McGrath is, apparently, known more for his gothic, shrouded storytelling than he is for historical fiction. I know this because I read it on Amazon, not because I am a McGrath expert. In fact, I've read other books by the author and did not particularly care for them. In Martha Peake, however, McGrath conjures a world of eighteenth-century shadows in which his characters take form and come alive. One can see Martha, with her fiery red hair and imposing figure. One feels pity for and, one can't help it, fear of her father, Harry. And the story itself becomes as much a character as the people themselves.

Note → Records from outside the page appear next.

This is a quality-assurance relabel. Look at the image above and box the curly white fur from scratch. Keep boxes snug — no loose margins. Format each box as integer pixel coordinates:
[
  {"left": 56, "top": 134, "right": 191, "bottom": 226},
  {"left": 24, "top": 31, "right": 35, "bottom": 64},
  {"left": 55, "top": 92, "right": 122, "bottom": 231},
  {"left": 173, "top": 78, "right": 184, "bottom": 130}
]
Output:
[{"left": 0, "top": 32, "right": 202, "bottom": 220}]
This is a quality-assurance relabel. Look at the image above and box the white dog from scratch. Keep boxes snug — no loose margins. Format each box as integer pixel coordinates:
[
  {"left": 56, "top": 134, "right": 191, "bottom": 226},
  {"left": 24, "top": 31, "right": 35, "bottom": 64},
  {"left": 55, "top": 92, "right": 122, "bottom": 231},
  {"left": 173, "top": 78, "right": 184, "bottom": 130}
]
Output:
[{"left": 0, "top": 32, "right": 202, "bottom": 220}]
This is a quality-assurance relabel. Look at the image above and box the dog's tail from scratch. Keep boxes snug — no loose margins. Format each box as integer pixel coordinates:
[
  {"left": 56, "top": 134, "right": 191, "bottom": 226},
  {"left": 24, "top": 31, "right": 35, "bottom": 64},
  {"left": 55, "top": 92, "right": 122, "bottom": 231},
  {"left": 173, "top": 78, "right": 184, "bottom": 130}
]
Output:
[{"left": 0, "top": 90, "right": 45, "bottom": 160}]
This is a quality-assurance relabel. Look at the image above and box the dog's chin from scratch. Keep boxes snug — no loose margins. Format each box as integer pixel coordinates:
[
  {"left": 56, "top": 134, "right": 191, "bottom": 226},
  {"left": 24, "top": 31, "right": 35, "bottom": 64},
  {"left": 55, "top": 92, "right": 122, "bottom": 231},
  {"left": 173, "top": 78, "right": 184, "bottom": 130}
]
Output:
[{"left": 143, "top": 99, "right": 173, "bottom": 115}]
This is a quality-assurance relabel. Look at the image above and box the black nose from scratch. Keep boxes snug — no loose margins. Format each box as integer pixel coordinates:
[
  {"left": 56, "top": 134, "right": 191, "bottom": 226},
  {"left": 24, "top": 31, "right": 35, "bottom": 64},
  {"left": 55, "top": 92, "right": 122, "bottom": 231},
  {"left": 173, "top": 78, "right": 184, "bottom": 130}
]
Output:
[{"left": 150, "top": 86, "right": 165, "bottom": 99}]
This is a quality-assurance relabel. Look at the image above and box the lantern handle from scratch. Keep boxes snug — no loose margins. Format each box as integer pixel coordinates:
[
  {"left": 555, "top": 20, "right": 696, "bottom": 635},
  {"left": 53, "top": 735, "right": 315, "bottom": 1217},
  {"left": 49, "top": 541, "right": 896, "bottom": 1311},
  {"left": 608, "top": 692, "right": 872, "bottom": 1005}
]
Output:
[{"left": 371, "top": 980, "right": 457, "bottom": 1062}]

This intricately written book is almost as much about the creation of story and history as it is about the story itself. McGrath puts us in the room with the nephew as the uncle tells the story of Martha Peake, a device that, though some have disparaged it as an old trick or misuse of first person, is done marvelously well. The narrator is just reliable enough to follow the story, just sketchy enough to allow for flaring revelations. McGrath allows the creation of the story to take its place as a subplot, and a fascinating one at that. In the end, the story and the telling of it merge into one. The true climax of the ending is not the wrapping up of the literal plotline, but the climax of of story creation. If this sort of layering appeals to you, then this is sublime.

Certainly, for the historical fiction snob, there are gaffes. Some of the clothing is off, some of the particulars are vague (likely pointing to a lack of definite research into details). This is trivial next to the atmosphere that McGrath creates in his writing, which is transporting. Perhaps calling it "A Novel of the Revolution" is misleading--it is not even set in the colonies until the second half of the book, and even then it is a story during the war, not necessarily about the war. So be forewarned, but do not discount the book on the account of a poorly placed tag line.

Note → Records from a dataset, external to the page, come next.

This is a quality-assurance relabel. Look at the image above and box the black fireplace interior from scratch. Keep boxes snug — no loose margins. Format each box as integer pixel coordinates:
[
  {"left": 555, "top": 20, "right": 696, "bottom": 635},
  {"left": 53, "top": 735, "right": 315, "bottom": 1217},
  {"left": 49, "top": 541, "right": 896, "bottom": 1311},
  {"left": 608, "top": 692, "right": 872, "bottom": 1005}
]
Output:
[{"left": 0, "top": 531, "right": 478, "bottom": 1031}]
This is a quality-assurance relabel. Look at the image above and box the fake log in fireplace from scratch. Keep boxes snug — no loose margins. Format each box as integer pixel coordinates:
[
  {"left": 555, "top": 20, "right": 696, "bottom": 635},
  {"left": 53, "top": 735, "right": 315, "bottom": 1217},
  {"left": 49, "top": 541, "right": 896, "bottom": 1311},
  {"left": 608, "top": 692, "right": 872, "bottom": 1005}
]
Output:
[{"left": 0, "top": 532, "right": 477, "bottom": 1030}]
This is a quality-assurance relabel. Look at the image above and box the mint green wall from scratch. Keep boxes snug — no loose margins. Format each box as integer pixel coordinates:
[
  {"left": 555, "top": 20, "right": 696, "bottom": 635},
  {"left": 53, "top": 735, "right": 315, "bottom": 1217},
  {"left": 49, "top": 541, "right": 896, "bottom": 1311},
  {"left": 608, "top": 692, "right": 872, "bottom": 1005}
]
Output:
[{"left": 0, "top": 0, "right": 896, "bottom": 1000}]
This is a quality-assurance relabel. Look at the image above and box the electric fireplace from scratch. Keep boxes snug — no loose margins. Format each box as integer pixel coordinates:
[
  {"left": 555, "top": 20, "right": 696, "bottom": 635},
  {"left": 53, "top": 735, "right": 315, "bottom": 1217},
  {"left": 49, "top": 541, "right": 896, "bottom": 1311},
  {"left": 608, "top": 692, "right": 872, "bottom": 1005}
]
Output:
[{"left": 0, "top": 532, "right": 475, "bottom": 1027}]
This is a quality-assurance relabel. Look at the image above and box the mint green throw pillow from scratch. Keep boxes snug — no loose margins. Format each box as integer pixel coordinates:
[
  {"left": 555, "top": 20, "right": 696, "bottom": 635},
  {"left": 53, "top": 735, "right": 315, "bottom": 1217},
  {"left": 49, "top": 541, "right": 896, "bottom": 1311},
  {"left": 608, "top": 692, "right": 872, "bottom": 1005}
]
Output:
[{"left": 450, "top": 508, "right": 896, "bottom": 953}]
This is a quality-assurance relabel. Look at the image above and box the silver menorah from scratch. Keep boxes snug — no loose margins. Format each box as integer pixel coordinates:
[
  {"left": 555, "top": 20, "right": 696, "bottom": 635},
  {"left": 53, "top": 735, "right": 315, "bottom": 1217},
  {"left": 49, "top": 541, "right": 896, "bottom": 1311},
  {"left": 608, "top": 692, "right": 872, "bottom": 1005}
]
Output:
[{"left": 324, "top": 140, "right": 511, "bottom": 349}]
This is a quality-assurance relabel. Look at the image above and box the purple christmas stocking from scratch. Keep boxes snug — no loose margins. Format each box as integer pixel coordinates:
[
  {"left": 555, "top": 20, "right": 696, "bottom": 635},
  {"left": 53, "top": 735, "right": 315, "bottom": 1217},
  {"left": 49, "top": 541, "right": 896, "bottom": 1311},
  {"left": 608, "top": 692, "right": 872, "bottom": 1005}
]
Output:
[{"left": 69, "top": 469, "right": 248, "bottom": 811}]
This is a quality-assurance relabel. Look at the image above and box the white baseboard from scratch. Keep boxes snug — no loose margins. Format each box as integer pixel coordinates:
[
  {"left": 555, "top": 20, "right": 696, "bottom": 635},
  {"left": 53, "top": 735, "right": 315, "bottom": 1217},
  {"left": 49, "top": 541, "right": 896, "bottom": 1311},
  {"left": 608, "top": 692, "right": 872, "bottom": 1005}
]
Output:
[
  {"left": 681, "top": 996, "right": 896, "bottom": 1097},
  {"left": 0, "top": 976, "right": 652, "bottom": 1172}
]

And my favorite little piece of the book is the legend McGrath creates about Martha--a bit of invented folklore that mimics so well the real thing. In an act of defiant bravery, Martha is immortalized among the Patriot rebels fighting the British, and her story lives on much larger than she does. The image of printed cards with the story of Martha and her picture, tucked away in packs, was a brilliant reflection of the theme of created story and how we build our legends.

6 comments:

Caroline Starr Rose said...

This sounds really interesting! I'm writing the title down. Love bargain table finds.

Ax said...

Have you read Into the Wilderness by Sara Donati? Just wondered if you had what you thought. Picked it up one day in the bookstore and the characters annoyed me after fifty pages. But the rich description of eighteenth century life in the rural mountain country of colonial America was great. Might have ripped off Last of the Mohicans a touch too... unless there were a lot of half-blood Indians running around named Hawkeye, Chingoshgook, and Nathanial. :)

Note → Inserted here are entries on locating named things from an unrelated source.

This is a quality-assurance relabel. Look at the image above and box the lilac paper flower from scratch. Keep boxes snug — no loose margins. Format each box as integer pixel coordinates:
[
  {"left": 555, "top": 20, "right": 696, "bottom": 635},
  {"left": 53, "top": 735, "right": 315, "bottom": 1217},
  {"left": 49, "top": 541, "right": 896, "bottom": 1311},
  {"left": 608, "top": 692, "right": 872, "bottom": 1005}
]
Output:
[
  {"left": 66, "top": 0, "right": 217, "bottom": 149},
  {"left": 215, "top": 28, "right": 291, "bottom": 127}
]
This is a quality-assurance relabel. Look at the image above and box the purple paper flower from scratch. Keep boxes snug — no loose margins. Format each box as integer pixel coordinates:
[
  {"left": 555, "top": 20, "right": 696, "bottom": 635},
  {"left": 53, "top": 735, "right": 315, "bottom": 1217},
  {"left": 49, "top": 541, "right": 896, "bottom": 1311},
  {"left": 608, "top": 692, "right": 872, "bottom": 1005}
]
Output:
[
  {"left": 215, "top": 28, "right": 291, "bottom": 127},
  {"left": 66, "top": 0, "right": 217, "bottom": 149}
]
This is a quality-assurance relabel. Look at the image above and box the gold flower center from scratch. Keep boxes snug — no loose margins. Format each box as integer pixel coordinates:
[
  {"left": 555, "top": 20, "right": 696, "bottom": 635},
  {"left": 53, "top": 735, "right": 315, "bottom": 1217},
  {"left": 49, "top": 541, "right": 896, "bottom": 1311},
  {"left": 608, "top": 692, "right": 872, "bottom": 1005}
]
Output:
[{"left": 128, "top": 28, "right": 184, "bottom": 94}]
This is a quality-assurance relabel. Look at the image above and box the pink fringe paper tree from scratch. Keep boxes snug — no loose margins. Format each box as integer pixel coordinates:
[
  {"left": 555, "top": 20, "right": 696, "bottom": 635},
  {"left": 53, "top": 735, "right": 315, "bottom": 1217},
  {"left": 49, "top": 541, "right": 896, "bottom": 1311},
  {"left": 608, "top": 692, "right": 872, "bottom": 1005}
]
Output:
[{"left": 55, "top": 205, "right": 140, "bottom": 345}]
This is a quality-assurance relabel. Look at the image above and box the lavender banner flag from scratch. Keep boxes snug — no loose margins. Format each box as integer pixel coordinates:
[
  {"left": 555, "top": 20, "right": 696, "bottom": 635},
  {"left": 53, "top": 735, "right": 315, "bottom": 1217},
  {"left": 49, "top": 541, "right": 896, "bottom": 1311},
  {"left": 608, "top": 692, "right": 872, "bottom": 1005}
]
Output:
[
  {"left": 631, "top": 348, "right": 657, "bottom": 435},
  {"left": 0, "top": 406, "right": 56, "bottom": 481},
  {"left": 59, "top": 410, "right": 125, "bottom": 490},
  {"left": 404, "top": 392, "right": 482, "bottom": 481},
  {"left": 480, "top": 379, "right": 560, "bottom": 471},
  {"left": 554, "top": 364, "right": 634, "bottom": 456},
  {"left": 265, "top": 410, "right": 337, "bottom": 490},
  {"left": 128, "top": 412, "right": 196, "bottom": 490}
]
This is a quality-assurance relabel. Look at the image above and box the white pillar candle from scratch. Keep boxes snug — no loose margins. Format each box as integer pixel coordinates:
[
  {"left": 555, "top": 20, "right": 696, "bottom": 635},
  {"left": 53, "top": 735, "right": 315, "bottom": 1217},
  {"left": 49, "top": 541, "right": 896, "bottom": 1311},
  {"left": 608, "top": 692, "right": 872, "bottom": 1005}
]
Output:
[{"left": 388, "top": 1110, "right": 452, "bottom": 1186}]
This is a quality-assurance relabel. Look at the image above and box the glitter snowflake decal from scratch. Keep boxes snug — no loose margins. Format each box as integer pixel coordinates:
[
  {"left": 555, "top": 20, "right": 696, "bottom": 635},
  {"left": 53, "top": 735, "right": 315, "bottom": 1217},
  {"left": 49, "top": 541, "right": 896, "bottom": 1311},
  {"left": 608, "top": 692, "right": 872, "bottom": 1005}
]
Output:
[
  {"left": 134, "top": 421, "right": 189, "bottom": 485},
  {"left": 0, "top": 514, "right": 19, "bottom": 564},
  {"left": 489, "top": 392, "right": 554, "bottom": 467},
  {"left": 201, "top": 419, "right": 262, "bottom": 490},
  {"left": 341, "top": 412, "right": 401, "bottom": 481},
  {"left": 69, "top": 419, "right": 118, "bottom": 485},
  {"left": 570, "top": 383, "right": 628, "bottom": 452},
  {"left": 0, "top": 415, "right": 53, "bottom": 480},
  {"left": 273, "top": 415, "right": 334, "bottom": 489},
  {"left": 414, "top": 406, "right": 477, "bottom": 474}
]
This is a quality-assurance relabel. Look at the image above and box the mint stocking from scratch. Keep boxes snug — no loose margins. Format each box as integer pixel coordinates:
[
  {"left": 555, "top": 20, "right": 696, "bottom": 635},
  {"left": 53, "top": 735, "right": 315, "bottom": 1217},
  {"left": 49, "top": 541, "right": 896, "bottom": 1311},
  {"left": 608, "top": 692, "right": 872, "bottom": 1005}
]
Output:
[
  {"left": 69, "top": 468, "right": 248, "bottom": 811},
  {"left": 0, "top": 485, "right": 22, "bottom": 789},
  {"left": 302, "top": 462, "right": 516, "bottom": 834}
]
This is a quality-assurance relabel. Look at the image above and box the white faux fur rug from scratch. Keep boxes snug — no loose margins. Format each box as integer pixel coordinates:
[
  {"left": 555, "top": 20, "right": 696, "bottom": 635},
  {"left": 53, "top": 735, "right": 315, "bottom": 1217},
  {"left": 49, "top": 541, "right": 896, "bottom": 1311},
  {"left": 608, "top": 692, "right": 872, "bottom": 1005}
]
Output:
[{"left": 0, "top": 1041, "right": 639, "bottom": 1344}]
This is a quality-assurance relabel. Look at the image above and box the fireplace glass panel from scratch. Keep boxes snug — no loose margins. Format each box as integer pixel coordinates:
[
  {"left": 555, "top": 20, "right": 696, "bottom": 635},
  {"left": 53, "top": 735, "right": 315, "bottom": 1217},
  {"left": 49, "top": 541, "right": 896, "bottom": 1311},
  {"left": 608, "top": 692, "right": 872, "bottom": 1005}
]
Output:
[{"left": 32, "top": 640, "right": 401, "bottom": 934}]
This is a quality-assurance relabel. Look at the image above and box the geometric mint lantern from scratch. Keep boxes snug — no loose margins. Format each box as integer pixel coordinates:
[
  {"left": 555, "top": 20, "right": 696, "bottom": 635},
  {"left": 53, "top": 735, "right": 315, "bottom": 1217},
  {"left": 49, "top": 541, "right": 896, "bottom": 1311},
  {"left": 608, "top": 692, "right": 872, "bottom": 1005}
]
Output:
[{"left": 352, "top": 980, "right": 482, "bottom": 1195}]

disgruntledwriterscircle said...

Sounds like a good read. That is my favorite historical time period (exceping the 1920s and 40s) and try and get my hands on anything I can set in it. Thanks for the good recommendation :)

Sarah said...

I've been meaning to read this book for some time, and your review convinced me to move it higher on the TBR. The structure of the novel intrigues me as much as the story does.

Marg said...

How cool to find an unexpected gem on the bargain table!

Rowenna said...

Marg and Caroline--The bargain table is the best :)

Ax--I haven't, though I've heard about that one...intrigued me for the storyline and time period, but I have to admit that the cover I saw was so apallingly wrong clothes-wise that it turned me off--so bad of me!

DWC--I also love the 30s and 40s! Between that and the eighteenth century for favorite historical time periods.

Sarah--the structure is as interesting as the story itself--maybe even more so!